Javier Cercas : "La fiction sauve, la vérité tue"
Car la fiction de cette histoire c'est la réalité, celle d'Enric Marco, le plus grand affabulateur que l'Espagne ait connu. Le Maradona de l'imposture dit Javier Cercas. 2005, à quelques jours des cérémonies du 60ème anniversaire de la libération des camps de concentration, un historien révèle qu'Enric Marco, le président de l'association des anciens déportés espagnols, n'a jamais été dans les camps nazis. Immense scandale, dans un pays qui depuis la mort de Franco peine à retrouver sa mémoire, l'affaire Marco révèle la part d'ombre de l'Espagne moderne, un pays qui a besoin qu'on lui raconte des histoires.

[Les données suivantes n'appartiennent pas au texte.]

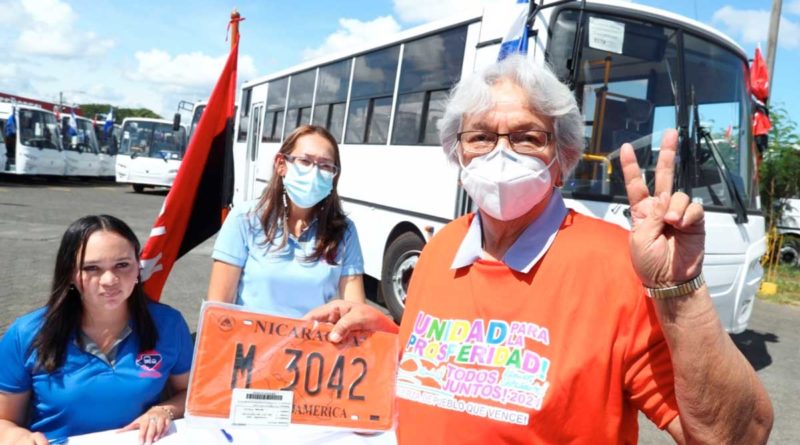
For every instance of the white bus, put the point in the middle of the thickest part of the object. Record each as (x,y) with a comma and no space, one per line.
(635,71)
(81,150)
(150,153)
(35,148)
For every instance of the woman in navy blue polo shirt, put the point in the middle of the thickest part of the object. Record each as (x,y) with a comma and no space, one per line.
(99,355)
(293,249)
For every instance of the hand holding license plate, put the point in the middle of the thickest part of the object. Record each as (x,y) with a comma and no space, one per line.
(257,369)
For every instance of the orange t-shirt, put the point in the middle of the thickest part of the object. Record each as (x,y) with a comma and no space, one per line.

La littérature en question
"La fiction sauve, la vérité tue" écrit Javier Cercas, qui compare Marco à Don Quichotte, s'interroge sur le mécanisme du mensonge, le besoin d'inventer sa vie, de séduction, il convoque le mythe de Narcisse, c'est passionnant. Javier Cercas a rencontré Enric Marco des dizaines de fois, le récit de ces entretiens est fascinant, car l'imposteur veut apparemment se libérer de son infamie en avouant tous ses méfaits, il a aussi fait croire qu'il était un combattant acharné du franquisme, ce qui est archi faux mais il a pu ainsi prendre les reines après la mort de Franco de la CNT, le syndicat anarchiste, mais Cercas se méfie. Il craint d'être séduit à son tour, ne veut surtout pas le réhabiliter, il veut juste comprendre. Marco a voulu fuir après une enfance misérable, un destin banal, très intelligent il a tout inventé et quand Javier Cercas qui mène une enquête impitoyable découvre un nouveau mensonge, il dit, "allez Javier laisse le moi celui-là". C'est un roman magistral qui en dit autant sur cet imposteur que sur l'auteur. Ce qui se joue ici c’est notre capacité à tous à travestir le réel, à nous délivrer du quotidien par l’imaginaire, donc par le mensonge. Tel Flaubert Javier Cercas proclame « je suis Marco », il pourrait ajouter, toi aussi lecteur.